For each repository that is considered, oaiharvest
behaves
according to the arguments passed at the command line:
- If the
--dates
argument is not passed, it checks whether an update from the repository is needed (Note: the update status is calculated based on the time of the last harvesting and the frequency chosen by the administrator).- If an update is needed, it harvests all the metadata that the repository has added since the data of the last update. When the update is finished, the last update value is set to the current time and date.

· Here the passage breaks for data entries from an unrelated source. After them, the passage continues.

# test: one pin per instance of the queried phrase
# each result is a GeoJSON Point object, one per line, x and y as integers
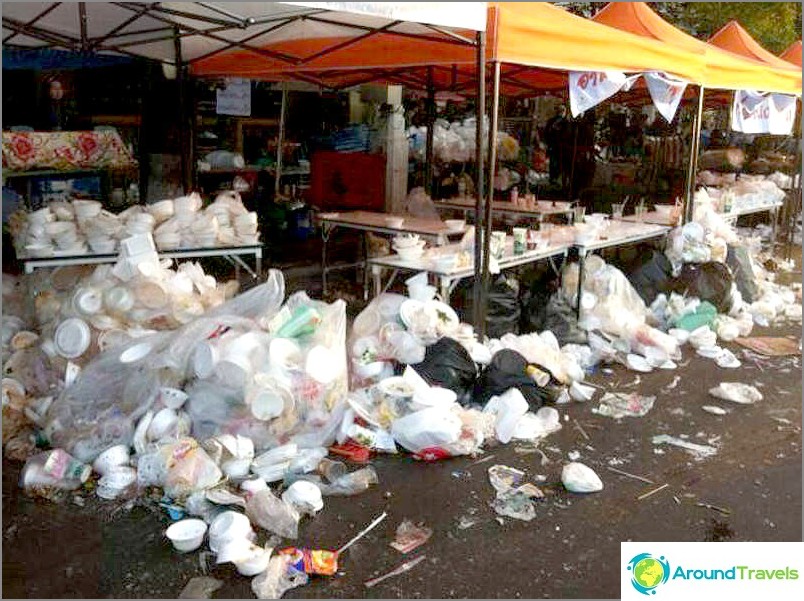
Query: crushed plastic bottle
{"type": "Point", "coordinates": [54, 469]}
{"type": "Point", "coordinates": [352, 484]}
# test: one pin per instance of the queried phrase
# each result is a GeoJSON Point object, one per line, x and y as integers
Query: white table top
{"type": "Point", "coordinates": [374, 221]}
{"type": "Point", "coordinates": [652, 217]}
{"type": "Point", "coordinates": [541, 207]}
{"type": "Point", "coordinates": [622, 232]}
{"type": "Point", "coordinates": [509, 259]}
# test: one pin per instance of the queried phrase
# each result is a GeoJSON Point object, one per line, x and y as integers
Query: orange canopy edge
{"type": "Point", "coordinates": [792, 54]}
{"type": "Point", "coordinates": [723, 69]}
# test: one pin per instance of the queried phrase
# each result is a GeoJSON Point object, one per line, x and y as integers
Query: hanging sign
{"type": "Point", "coordinates": [750, 112]}
{"type": "Point", "coordinates": [782, 114]}
{"type": "Point", "coordinates": [666, 93]}
{"type": "Point", "coordinates": [590, 88]}
{"type": "Point", "coordinates": [235, 98]}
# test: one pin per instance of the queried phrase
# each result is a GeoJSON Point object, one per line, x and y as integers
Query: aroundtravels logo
{"type": "Point", "coordinates": [648, 572]}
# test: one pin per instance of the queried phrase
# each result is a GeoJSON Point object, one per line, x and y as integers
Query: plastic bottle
{"type": "Point", "coordinates": [352, 484]}
{"type": "Point", "coordinates": [56, 469]}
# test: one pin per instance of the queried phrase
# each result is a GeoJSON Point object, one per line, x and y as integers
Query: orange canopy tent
{"type": "Point", "coordinates": [793, 54]}
{"type": "Point", "coordinates": [723, 69]}
{"type": "Point", "coordinates": [733, 37]}
{"type": "Point", "coordinates": [536, 42]}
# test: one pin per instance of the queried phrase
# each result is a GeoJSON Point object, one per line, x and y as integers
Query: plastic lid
{"type": "Point", "coordinates": [72, 338]}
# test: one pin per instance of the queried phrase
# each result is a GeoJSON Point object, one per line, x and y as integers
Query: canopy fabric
{"type": "Point", "coordinates": [722, 69]}
{"type": "Point", "coordinates": [537, 43]}
{"type": "Point", "coordinates": [793, 54]}
{"type": "Point", "coordinates": [734, 38]}
{"type": "Point", "coordinates": [207, 28]}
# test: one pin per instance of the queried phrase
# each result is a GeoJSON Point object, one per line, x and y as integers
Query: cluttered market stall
{"type": "Point", "coordinates": [243, 406]}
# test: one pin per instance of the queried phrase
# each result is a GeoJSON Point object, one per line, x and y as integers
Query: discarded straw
{"type": "Point", "coordinates": [634, 476]}
{"type": "Point", "coordinates": [363, 533]}
{"type": "Point", "coordinates": [408, 565]}
{"type": "Point", "coordinates": [654, 491]}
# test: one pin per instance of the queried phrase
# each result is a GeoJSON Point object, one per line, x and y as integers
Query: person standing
{"type": "Point", "coordinates": [554, 133]}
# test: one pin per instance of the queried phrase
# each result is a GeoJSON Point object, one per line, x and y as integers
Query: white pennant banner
{"type": "Point", "coordinates": [590, 88]}
{"type": "Point", "coordinates": [666, 93]}
{"type": "Point", "coordinates": [750, 112]}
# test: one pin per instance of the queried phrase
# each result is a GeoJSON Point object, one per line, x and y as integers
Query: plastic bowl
{"type": "Point", "coordinates": [394, 222]}
{"type": "Point", "coordinates": [187, 535]}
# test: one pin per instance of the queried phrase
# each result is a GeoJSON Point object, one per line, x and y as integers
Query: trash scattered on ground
{"type": "Point", "coordinates": [200, 587]}
{"type": "Point", "coordinates": [618, 405]}
{"type": "Point", "coordinates": [771, 346]}
{"type": "Point", "coordinates": [579, 478]}
{"type": "Point", "coordinates": [736, 392]}
{"type": "Point", "coordinates": [699, 450]}
{"type": "Point", "coordinates": [410, 536]}
{"type": "Point", "coordinates": [405, 567]}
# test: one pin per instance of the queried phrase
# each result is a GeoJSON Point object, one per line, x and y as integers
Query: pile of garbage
{"type": "Point", "coordinates": [80, 225]}
{"type": "Point", "coordinates": [456, 141]}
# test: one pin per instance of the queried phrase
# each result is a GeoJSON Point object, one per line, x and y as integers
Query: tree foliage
{"type": "Point", "coordinates": [775, 25]}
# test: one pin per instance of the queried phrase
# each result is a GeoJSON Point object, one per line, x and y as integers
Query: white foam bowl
{"type": "Point", "coordinates": [187, 535]}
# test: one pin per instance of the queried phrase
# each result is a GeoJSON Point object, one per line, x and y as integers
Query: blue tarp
{"type": "Point", "coordinates": [48, 58]}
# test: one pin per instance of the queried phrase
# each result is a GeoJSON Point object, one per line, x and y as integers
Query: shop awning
{"type": "Point", "coordinates": [537, 43]}
{"type": "Point", "coordinates": [723, 69]}
{"type": "Point", "coordinates": [206, 29]}
{"type": "Point", "coordinates": [792, 54]}
{"type": "Point", "coordinates": [734, 38]}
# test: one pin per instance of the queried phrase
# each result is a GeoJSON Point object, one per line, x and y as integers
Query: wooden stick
{"type": "Point", "coordinates": [634, 476]}
{"type": "Point", "coordinates": [654, 491]}
{"type": "Point", "coordinates": [365, 531]}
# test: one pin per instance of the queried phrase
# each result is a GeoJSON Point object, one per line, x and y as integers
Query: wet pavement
{"type": "Point", "coordinates": [749, 491]}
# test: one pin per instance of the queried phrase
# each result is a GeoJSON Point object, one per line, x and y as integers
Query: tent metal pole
{"type": "Point", "coordinates": [479, 322]}
{"type": "Point", "coordinates": [695, 148]}
{"type": "Point", "coordinates": [495, 109]}
{"type": "Point", "coordinates": [183, 157]}
{"type": "Point", "coordinates": [428, 148]}
{"type": "Point", "coordinates": [280, 140]}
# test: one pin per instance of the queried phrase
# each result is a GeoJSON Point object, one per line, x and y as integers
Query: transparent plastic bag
{"type": "Point", "coordinates": [269, 512]}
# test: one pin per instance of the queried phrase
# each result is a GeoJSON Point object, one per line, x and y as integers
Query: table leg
{"type": "Point", "coordinates": [376, 271]}
{"type": "Point", "coordinates": [325, 233]}
{"type": "Point", "coordinates": [581, 264]}
{"type": "Point", "coordinates": [444, 288]}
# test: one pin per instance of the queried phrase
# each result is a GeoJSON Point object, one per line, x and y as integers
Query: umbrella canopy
{"type": "Point", "coordinates": [536, 42]}
{"type": "Point", "coordinates": [208, 28]}
{"type": "Point", "coordinates": [734, 38]}
{"type": "Point", "coordinates": [723, 69]}
{"type": "Point", "coordinates": [793, 54]}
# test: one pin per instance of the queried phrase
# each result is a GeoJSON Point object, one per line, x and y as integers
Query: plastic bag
{"type": "Point", "coordinates": [448, 364]}
{"type": "Point", "coordinates": [650, 278]}
{"type": "Point", "coordinates": [508, 369]}
{"type": "Point", "coordinates": [273, 514]}
{"type": "Point", "coordinates": [709, 281]}
{"type": "Point", "coordinates": [739, 260]}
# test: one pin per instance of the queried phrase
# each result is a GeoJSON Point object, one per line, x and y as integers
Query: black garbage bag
{"type": "Point", "coordinates": [709, 281]}
{"type": "Point", "coordinates": [745, 279]}
{"type": "Point", "coordinates": [508, 369]}
{"type": "Point", "coordinates": [652, 277]}
{"type": "Point", "coordinates": [448, 364]}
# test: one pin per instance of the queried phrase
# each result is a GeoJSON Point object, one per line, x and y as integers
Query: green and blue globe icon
{"type": "Point", "coordinates": [648, 572]}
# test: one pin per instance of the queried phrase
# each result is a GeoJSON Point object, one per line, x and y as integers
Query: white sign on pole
{"type": "Point", "coordinates": [750, 112]}
{"type": "Point", "coordinates": [666, 93]}
{"type": "Point", "coordinates": [235, 99]}
{"type": "Point", "coordinates": [590, 88]}
{"type": "Point", "coordinates": [782, 114]}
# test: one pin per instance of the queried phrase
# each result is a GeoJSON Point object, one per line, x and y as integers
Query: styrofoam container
{"type": "Point", "coordinates": [187, 535]}
{"type": "Point", "coordinates": [226, 527]}
{"type": "Point", "coordinates": [72, 338]}
{"type": "Point", "coordinates": [116, 456]}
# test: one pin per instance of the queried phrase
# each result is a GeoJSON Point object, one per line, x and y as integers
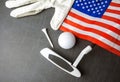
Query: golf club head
{"type": "Point", "coordinates": [60, 62]}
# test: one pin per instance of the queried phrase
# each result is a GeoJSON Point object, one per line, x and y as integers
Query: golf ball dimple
{"type": "Point", "coordinates": [66, 40]}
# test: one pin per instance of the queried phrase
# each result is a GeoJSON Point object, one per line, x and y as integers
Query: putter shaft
{"type": "Point", "coordinates": [46, 34]}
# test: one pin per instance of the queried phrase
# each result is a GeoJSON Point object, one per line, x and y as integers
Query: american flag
{"type": "Point", "coordinates": [97, 21]}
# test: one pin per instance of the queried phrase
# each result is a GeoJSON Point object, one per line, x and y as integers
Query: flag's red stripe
{"type": "Point", "coordinates": [95, 22]}
{"type": "Point", "coordinates": [111, 19]}
{"type": "Point", "coordinates": [92, 30]}
{"type": "Point", "coordinates": [94, 40]}
{"type": "Point", "coordinates": [113, 11]}
{"type": "Point", "coordinates": [115, 4]}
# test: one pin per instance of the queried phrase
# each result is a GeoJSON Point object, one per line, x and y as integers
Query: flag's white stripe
{"type": "Point", "coordinates": [91, 34]}
{"type": "Point", "coordinates": [116, 25]}
{"type": "Point", "coordinates": [112, 15]}
{"type": "Point", "coordinates": [102, 29]}
{"type": "Point", "coordinates": [114, 8]}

- If an update is not needed, the source is skipped.
- If the
--dates
argument is passed, it simply harvests the metadata of the repository from/until the given dates. The last update date is left unchanged. - Finally, it performs the operations indicated in the postprocess mode, i.e. convert and/or upload the harvested metadata.
Oaiharvest usage examples
In most cases, administrators will want oaiharvest
to run in the
background, i.e. run in sleep mode and wake up periodically (e.g. every
24 hours) to check whether updates are needed:
$ oaiharvest -s 24h
In other cases, administrators may want to perform periodical harvesting only on specific sources:
$ oaiharvest -r cds -s 12h
Another option is that administrators may want to harvest from certain repositories within two specific dates. This will be regarded as a one-off operation and will not affect the last update value of the source:
$oaiharvest -r cds -d 2005-05-05:2005-05-30